Optimal change-carrying

Thursday, June 24th, 2010

Recently Michael left the following challenge in a comment:

I’ve been trying to optimize my change-carrying habits. What is the smallest amount of quarters, dimes, nickels and pennies one can carry while still being able to give perfect change (two decimals)?

It’s not 100% clear what Michael meant by “give perfect change”, but let’s assume the goal is to be able to make any amount between 1 and 99 cents. For non-US readers, US coins are worth 1, 5, 10, and 25 cents.

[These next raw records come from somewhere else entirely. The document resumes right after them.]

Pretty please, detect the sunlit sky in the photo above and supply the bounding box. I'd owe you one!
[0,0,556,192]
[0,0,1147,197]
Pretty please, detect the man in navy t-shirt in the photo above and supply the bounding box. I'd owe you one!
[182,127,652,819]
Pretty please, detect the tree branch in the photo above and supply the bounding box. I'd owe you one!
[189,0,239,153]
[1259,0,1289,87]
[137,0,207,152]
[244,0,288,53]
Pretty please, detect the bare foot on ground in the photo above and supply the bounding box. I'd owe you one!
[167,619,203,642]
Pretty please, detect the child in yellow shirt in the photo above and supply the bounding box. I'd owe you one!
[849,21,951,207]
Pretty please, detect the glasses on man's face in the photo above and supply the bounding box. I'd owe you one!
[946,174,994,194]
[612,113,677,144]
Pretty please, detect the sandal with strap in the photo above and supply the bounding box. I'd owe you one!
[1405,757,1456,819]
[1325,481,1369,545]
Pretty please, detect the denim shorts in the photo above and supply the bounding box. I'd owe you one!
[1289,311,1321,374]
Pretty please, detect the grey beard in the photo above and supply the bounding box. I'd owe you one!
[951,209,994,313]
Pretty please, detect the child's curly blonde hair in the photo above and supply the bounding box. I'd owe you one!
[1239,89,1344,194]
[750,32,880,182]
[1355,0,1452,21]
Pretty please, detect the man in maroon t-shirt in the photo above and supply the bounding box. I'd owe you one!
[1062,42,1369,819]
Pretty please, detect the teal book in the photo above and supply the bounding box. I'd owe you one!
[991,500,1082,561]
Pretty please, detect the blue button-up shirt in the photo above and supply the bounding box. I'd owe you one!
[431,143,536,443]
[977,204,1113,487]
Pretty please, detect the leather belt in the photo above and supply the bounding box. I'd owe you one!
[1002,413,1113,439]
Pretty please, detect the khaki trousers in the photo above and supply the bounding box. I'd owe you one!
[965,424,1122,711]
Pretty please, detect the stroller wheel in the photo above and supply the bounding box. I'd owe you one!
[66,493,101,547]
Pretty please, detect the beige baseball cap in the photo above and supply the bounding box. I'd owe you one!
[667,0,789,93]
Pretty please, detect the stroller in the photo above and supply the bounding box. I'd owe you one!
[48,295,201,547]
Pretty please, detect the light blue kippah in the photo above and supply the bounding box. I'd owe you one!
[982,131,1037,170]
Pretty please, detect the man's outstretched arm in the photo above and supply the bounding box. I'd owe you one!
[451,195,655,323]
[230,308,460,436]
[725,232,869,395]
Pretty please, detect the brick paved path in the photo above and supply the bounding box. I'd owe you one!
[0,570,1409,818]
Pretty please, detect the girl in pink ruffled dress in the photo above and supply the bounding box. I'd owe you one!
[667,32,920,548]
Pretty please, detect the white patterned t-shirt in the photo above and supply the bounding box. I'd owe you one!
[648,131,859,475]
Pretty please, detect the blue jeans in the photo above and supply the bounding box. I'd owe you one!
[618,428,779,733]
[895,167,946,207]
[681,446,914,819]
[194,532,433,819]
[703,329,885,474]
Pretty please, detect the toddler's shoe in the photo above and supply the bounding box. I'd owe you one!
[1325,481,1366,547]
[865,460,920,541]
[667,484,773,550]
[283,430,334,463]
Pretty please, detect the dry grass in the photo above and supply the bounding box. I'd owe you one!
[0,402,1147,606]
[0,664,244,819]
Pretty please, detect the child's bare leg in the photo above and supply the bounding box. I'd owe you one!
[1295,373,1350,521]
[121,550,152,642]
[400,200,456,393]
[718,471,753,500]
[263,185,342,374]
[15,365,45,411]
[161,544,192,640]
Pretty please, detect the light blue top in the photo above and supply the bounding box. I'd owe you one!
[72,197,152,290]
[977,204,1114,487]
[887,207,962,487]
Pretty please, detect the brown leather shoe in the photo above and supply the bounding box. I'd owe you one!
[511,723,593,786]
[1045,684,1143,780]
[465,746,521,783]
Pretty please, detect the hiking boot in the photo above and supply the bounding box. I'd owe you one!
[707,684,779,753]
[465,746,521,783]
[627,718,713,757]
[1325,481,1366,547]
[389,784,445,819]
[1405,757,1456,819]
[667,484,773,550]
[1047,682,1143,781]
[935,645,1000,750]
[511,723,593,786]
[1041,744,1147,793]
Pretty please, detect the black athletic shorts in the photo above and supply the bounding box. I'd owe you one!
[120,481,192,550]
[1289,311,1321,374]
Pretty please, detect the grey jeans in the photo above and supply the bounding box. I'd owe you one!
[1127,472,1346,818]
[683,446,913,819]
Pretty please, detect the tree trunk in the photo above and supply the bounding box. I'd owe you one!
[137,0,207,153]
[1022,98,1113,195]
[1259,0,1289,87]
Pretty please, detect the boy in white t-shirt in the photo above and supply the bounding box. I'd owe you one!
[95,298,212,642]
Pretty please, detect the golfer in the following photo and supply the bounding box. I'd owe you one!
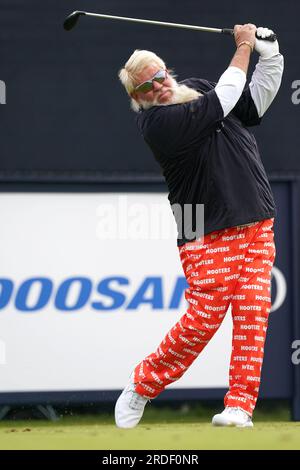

Some questions for exploration:

  1. What’s the smallest number of coins you can come up with that works? What are they?
  2. Are there multiple solutions, or is the solution unique?
  3. How can you prove that a proposed solution is optimal? Unique?
  4. Can you answer the question for a different system of coins? For example, I am currently spending the summer in Cambridge, England, where coins are worth 1, 2, 5, 10, 20, and 50 pence. What if you also include the 1- and 2-pound (100 and 200 pence) coins, and want to be able to make change for every amount up to 5 pounds (the smallest note)?
  5. The US and UK coin systems both have the property that a greedy strategy works for giving the smallest amount of change. That is, to make a certain amount of change with the smallest possible number of coins, you can just keep picking the biggest coin less than or equal to the remaining amount. What about coin systems without this property? Do they make this problem harder? Easier?
  6. If you got to design your own system of coins with whatever denominations you wanted, how would you design it so that the minimum number of coins needed to make all amounts between 1 and 99 cents is as small as possible? As LARGE as possible?
  7. What are some methodologies for attacking this sort of question in general?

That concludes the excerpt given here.